# Mini track in NE Ohio?



## lowdoughracer (Jul 12, 2005)

Hello everyone,
I used to race 1/10 carpet oval a few years back and have been looking at getting back into r/c and racing. I have been looking around at mini's and think it might be a good thing for me to get because of the cost, and being able to drive it at home as well as at the track. Just was curious as to if there were any tracks that raced mini's in northeast Ohio (on-road, off-road, oval) and what they raced there. Thanks for all the help!
~Jake~


----------



## BudBartos (Jan 1, 1970)

BRP's at Freddies hobbies in Ravenna and the gate in Brunswick both are carpet. We have a race this Sat at Freddies, come out and check it out. Racing starts at 5:00 It's as low dough as You can get.
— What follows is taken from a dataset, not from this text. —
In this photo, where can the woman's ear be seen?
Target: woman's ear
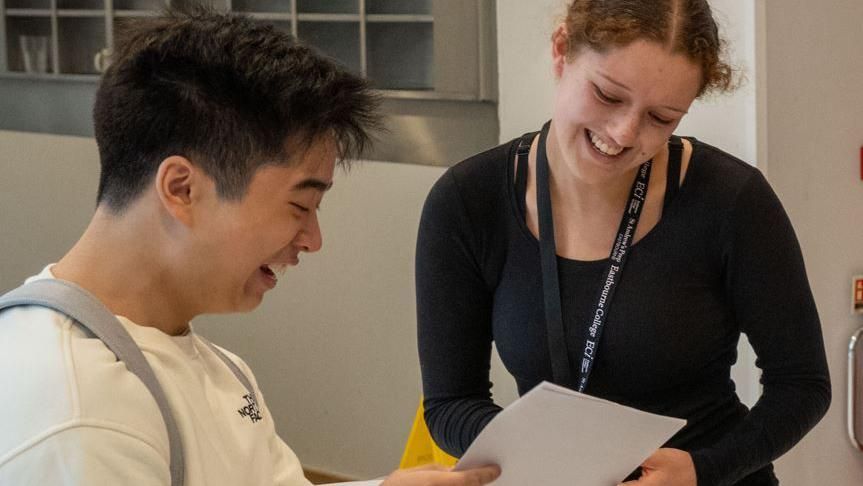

http://www.freddieshobbies.com/

www.brpracing.com


----------



## team martis (Mar 24, 2010)

Hi lowdough . Were in toledo ohio an have a oval track here. we run minis ALOT. Its HOBBYSTOP WEST Raceway At woodville mall . Check out some races on youtube. We race BRP, Mini Sliders, Mini Latemodels , an run offroad Minis on fri oval sat road course on sun . indoor flying on tues . They also race 1/10 slider too. TEAM MARTIS


----------